When a company has money to spend, it either has to invest it or find some way to give it back to investors. Google indeed has the money—$56.5 billion in cash, give or take a few million—and it is making investors plenty of money, but it’s also on an acquisition roll to which few companies can relate.
The Web search and services giant revealed Jan. 27 that it has purchased London-based artificial intelligence software provider DeepMind for about $400 million in cash, reportedly beating out Facebook in a bit of a bidding war.
DeepMind is the ninth robotics-oriented acquisition Google has made in nine months.
DeepMind, founded in 2011 by Demis Hassabis, Mustafa Suleyman and Shane Legg, develops software for machine learning and neuroscience using powerful general-purpose learning algorithms. The privately held, 75-employee company’s first commercial applications were in simulations, e-commerce and games.
In December, Google bought Waltham, Mass.-based Boston Dynamics, which makes custom robots for the U.S. Defense Advanced Research Projects Agency (DARPA), the U.S. Army, Navy, Marine Corps and Sony.
Boston Dynamics’ complex and nimble robots have been featured in videos that are popular on YouTube, including BigDog, WildCat, Cheetah and others. The BigDog and WildCat videos each have been watched more than 15 million times.
The combination of DeepMind and Boston Dynamics could prove to be the basis of development of some very, very smart robots.
Only two weeks ago, Google announced the acquisition of Nest for $3.2 billion. Nest makes a product called Learning Thermostat, which is an electronic, programmable and self-learning WiFi-enabled thermostat that optimizes heating and cooling of homes and businesses to conserve electricity.

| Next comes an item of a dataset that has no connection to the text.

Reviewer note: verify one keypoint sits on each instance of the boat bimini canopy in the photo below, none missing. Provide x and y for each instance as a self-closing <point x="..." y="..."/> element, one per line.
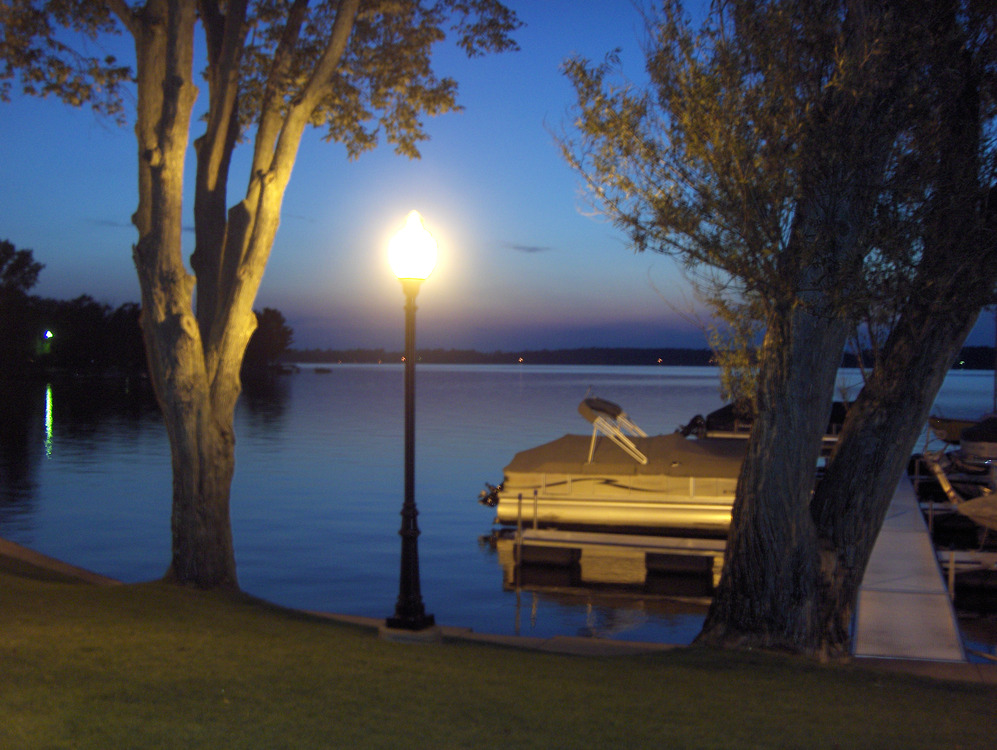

The DeepMind deal is only the most recent in Google’s growing collection of artificial intelligence acquisitions, as well as a growing fleet of some of the smartest tech companies in the world.
“If I’ve got this right,” tweeted Box CEO and founder Aaron Levie, “with Boston Dynamics, Nest, and DeepMind, Google is building a thermostat robot dog that can learn on its own.”
Google stock closed at $1,101.23, down $22 on the day. It slipped a bit more to $1,095 in after-hours trading.